For senators, an impeachment trial is a hybrid of law school and jury duty.
They sit for countless hours. Some take neat, handwritten notes in blue ink, like Elizabeth Warren. Cory Gardner has an omnipresent pad of post-its on his desk for small-scale scribbling. Others, like Republican Richard Shelby of Alabama, watch proceedings quietly and impassively for hours at time. But whatever their process, all 100 senators must determine how to weigh the evidence presented for and against the conviction of Donald Trump.
Oregon Democrat Jeff Merkley told Intelligencer that he had already taken over 50 pages of notes. He remarked that he might have taken more but the “piles of handouts” from House managers have reduced the number that he needed to take. He planned on going through all of his notes in “a systematic process” during the 16 hours allotted for senators to ask questions.
Merkley, a devoted player of KenKen puzzles, said that he was “more of a math guy than words guy” and planned to lay out a system to weigh the key points of each article of impeachment. The two-term senator from Oregon then said he would structure the information “so on each of those key points, what is the evidence that is brought to bear both for and against?
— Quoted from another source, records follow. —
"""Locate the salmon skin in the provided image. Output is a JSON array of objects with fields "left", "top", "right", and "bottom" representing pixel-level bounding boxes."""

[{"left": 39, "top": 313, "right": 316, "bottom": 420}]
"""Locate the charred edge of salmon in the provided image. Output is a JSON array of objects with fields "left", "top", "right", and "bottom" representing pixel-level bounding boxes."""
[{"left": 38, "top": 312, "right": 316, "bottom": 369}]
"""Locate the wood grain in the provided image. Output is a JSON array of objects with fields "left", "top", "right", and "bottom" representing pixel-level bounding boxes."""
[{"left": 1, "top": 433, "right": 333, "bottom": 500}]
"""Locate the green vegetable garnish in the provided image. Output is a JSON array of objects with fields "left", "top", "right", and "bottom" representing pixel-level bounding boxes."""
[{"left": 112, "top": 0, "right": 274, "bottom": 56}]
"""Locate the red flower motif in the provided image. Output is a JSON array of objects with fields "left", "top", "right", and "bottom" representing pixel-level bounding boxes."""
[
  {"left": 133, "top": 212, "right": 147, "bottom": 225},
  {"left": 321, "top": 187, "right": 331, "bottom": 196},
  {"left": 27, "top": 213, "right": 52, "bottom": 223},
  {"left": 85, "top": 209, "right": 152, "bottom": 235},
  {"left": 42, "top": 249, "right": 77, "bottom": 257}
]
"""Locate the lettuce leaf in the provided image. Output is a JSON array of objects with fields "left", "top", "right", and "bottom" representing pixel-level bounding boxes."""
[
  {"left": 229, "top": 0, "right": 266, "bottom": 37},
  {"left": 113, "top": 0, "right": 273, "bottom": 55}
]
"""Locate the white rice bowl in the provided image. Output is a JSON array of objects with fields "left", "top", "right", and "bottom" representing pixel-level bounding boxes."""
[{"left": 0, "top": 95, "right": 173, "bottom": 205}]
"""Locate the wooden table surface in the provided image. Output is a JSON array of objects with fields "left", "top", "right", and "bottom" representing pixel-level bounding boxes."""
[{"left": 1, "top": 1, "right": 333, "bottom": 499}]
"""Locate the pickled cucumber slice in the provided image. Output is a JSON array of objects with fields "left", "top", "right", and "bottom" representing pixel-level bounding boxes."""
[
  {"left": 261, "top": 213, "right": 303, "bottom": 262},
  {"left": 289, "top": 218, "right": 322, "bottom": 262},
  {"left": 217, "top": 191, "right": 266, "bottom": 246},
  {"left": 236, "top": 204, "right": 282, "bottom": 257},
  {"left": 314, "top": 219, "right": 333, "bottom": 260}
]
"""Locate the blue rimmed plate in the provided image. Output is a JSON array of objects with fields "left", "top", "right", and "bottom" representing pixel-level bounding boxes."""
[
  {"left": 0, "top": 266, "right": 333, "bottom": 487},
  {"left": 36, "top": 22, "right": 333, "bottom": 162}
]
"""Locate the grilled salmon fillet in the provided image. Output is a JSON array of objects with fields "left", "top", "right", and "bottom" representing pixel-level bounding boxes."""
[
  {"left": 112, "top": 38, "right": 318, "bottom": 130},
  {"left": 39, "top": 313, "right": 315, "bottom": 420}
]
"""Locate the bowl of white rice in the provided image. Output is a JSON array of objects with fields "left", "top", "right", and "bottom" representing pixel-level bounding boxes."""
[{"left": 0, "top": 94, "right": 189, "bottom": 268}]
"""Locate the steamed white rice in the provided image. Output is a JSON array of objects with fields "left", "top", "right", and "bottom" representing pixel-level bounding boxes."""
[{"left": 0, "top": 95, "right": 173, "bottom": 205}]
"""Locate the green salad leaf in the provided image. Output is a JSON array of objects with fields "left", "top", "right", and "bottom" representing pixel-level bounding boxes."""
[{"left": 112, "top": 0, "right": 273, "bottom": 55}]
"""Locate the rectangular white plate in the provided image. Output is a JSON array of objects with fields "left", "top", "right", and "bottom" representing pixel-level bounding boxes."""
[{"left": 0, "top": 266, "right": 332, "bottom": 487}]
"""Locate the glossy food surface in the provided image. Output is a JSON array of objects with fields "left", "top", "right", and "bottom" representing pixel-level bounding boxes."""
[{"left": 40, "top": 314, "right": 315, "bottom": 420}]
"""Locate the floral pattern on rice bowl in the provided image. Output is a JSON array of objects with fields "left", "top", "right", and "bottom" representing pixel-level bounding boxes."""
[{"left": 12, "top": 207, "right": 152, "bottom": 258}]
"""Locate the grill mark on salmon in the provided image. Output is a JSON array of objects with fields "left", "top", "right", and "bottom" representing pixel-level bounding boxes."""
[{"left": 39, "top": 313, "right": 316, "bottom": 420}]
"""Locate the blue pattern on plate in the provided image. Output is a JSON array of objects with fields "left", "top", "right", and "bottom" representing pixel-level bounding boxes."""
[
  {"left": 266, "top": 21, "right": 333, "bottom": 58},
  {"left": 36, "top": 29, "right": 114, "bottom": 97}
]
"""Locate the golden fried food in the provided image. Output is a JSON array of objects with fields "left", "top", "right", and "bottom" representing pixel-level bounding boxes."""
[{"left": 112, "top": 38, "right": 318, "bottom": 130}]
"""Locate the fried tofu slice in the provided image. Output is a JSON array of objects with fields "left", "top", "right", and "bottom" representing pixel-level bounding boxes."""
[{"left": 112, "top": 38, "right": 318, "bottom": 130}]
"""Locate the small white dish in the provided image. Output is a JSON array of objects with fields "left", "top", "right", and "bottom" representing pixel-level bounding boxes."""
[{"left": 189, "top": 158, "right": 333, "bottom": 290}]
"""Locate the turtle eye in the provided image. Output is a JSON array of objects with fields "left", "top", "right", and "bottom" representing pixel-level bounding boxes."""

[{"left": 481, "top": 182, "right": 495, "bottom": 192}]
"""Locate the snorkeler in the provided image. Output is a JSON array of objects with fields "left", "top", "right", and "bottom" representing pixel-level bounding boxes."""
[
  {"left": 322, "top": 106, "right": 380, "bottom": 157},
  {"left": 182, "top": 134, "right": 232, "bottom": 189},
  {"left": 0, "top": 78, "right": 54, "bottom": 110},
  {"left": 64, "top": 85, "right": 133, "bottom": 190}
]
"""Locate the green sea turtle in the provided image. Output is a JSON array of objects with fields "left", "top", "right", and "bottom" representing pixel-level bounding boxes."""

So kind of one setup for and against.”
Battling a bad cold, Merkley said he felt “very depleted” as a result of the long hours of the trial despite being “normally being very high-energy during the day.” To cope with this, he said, “I’m doing a fair amount of standing and I’m getting glasses of ice cubes. So I’m crunching on ice cubes.” Merkley also said that he kept “little pieces of beef jerky” in his desk drawer. The Oregon Democrat compared the ordeal to being on a long road trip. “This is what I do when I drive,” he said. “When I’m on a drive and if I’m tired, I try to have something to sip or to nibble on. It somehow just helps me. Here, in this case, it’s ice cubes and standing. “
A non-lawyer, Merkley does have experience as juror. He served on a jury in D.C. before moving back to Oregon and seeking elected office. In the Senate, this was Merkley’s second impeachment, his first being the 2010 trial of federal judge Thomas Porteous, who was convicted of corruption and removed from office. Merkley noted that experience was “completely different — there was no partisanship. When we locked the doors and talked to each other in preparation, it was just like 100 senators with no party identity.”
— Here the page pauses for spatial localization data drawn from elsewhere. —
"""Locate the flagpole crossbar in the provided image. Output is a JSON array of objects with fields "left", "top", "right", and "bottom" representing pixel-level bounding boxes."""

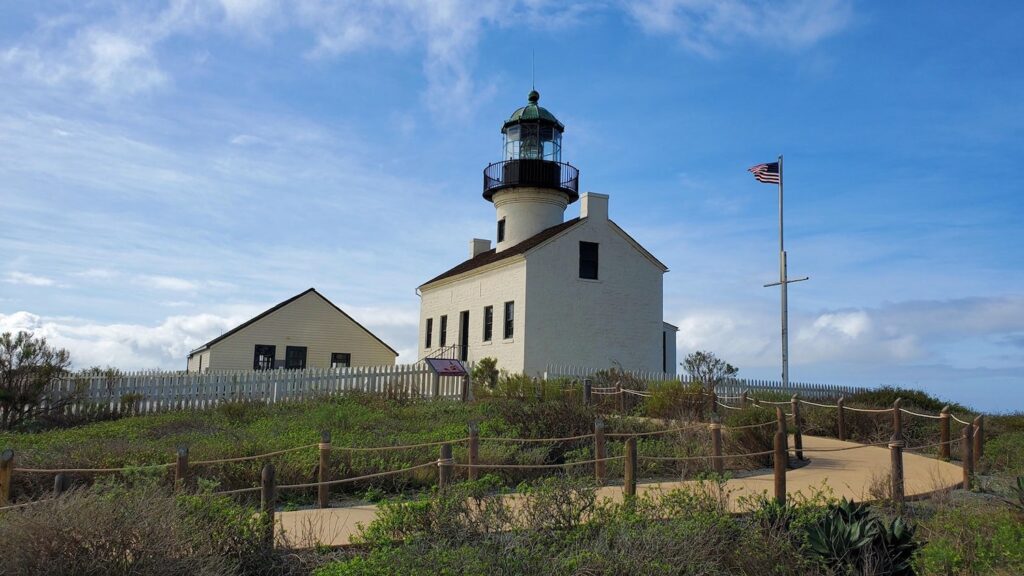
[{"left": 763, "top": 276, "right": 810, "bottom": 288}]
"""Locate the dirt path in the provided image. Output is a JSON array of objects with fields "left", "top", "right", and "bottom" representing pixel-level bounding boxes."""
[{"left": 276, "top": 435, "right": 962, "bottom": 547}]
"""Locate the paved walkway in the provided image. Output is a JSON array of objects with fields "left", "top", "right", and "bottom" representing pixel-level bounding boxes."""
[{"left": 276, "top": 435, "right": 962, "bottom": 548}]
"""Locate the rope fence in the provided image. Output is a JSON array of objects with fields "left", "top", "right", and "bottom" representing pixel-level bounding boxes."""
[{"left": 0, "top": 390, "right": 987, "bottom": 516}]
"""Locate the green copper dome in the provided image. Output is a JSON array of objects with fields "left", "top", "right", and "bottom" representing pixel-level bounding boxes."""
[{"left": 503, "top": 90, "right": 565, "bottom": 132}]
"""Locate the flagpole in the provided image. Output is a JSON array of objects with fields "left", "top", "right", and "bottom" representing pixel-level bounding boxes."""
[{"left": 778, "top": 154, "right": 789, "bottom": 392}]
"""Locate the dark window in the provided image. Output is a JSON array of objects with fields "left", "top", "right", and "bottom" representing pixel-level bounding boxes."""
[
  {"left": 483, "top": 305, "right": 493, "bottom": 342},
  {"left": 440, "top": 315, "right": 448, "bottom": 347},
  {"left": 253, "top": 344, "right": 275, "bottom": 370},
  {"left": 497, "top": 218, "right": 505, "bottom": 242},
  {"left": 459, "top": 311, "right": 469, "bottom": 361},
  {"left": 503, "top": 301, "right": 514, "bottom": 339},
  {"left": 579, "top": 241, "right": 599, "bottom": 279},
  {"left": 662, "top": 332, "right": 667, "bottom": 373},
  {"left": 331, "top": 352, "right": 351, "bottom": 368},
  {"left": 284, "top": 346, "right": 307, "bottom": 370},
  {"left": 425, "top": 318, "right": 433, "bottom": 349}
]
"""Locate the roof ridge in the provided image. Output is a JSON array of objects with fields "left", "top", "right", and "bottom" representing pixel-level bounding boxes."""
[{"left": 419, "top": 218, "right": 582, "bottom": 288}]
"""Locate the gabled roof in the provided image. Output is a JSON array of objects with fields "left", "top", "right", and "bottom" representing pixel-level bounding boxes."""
[
  {"left": 419, "top": 218, "right": 582, "bottom": 288},
  {"left": 188, "top": 288, "right": 398, "bottom": 357}
]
In contrast, Kamala Harris, a former prosecutor, harkened back to her legal career. “I’m thinking of it in terms of the elements of the case,” and used a familiar law school approach of IRAC — issue, rule, application and conclusion — to organize her thinking about the case. Harris was able to sit back and appreciate the approach of the House managers from a technical standpoint. “They are doing it in a very logical way,” said the former California state attorney general. “I know the method that they are using. I appreciate it and I admire it.”
Despite her courtroom experience, Harris had never sat on a jury before, so the experience is new. She described herself as an “active listener” who was “not so good sitting down for long periods” and said that she was taking an “average” amount of notes compared to her colleagues.
Another senator with a legal background, Republican Josh Hawley of Missouri, told Intelligencer, “I’ve now been through all the briefs and responsive briefs several times.” The former law clerk for Chief Justice John Roberts said, “If you watch my desk, you’ll see staff coming because I’m requesting articles. I continue to read about impeachment, about precedent, about interpretative questions. I’ve read a lot of the cases under American law on bribery and extortion because that clearly is the Democrats’ case, what the elements are for that.“ Hawley added, “By the way, I’m confident after that [research] there simply is no legal case for bribery and extortion there, just zero.”
Hawley did say that he had been enjoying the trial. “It’s kind of fun,” said the Missouri Republican. “I love being a lawyer and I miss the practice of law, so this kind of exciting.” He mused, “It’s the closest I’ll ever get to being a judge, I’m sure.” But Hawley didn’t need the fun to go on too much longer. “Hopefully it won’t go on for six months.”